I had the worst day at work, came home angry and upset,
opened this thread again just to see Willy, and all my cares
were gone in an instant.

I just want to kiss his little head everytime I see him.
What a sweet face !

I sound like a broken record, I know.


----------



## Jasper's Dad (Jun 22, 2009)

Way to go willy your mom is taking good care of you


----------



## lynx8456 (Feb 26, 2009)

You have done such a wonderful job 
with Willie. I couldn't be happier for you
and him. God bless his little heart








Willie.


----------



## LittleHead (May 20, 2004)

Could he be any cuter??? I love Willy!!!


----------



## jazzman (Apr 8, 2009)




----------



## lynx8456 (Feb 26, 2009)

Jazzman that is a terrific graphic


----------



## rebel_yell (Mar 24, 2008)

Aww Willy you look super! Look at those sparkling sweet chi eyes! So precious 

And I agree that is an awesome graphic, nice job! Chi ppl definitely does love little Willy


----------



## catalat (Apr 21, 2008)

bless him! he is such a sweet little thing, glad he is doing well ..looks so happy


----------



## Tracilea (Jul 27, 2009)

The white fluff is one of the kids toys, its part of a set of kittens, there is a big mommy cat and 2 little curled up kittens....its actually not really a toy lol it was in a basket to look nice and sewed into place but that didn't last long LOL kids hehehehe

Thank you so much everyone for your love of Willy!! He does look awesome and as stupid as it sounds....he really doesn't even know its missing. It doesn't effect him at all. He just carries on like normal. Its a slight bit...I dunno...disturbing sometimes when he's running along or bouncing up and down wanting to get out of the playpen for a run around and that lil stump is moving as if there was a leg attached to it, like seriously he still thinks its there and working lol He actually worried me last week in my room when he jumped up on my bed (low bed and it had a pile of pillows for him to jump on on the floor) he jumped on the pillows and up on my bed but he used his "stump" on the bed. I got worried about him hurting it. I dunno lol he's gotta do something to worry me I guess hehehe. He eats good even if he's still my skinny boy LOL 

I have yet to let him play with Rosa. Anyone have any advice to give on that subject? I'm so scared of him getting hurt but I'm sure both Willy and Rosa miss their rough-housing. What do you guys think?

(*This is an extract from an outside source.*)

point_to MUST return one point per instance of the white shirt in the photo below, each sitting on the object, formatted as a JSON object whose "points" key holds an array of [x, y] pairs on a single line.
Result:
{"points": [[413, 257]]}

Jazzman....OMG!! That looks awesome!! I so wish I could do stuff like that because that looks so fabulous I just about died!! 

Of his newish pictures there are a few that I am in total love with so maybe soon I will ask someone to help me make a siggy.

And, yeah, funny as it is, the leg is not really as noticeable as you would think it would be lol now that the fur is growing back over it. Last week while walking him outside with a friend of mine and her lil Chi, a man stopped to comment on the chi's cuz he has one too (showed us cell phone pics and everything lol what a good daddy) and he didn't even notice Willy was a tripod til my friend pointed it out lol


----------



## *Princess* (Feb 7, 2009)

he looks wonderful and soo full of life..good job willy's mum


----------



## pam6400 (Oct 5, 2008)

Willy the Wonder Dog. We love Willy.


----------



## Mandy (Jan 16, 2009)

awww glad hes came through this so well you said it pam willy the wonder dog right enough
think i should make him a siggy saying that 
hes healing up great xxx


----------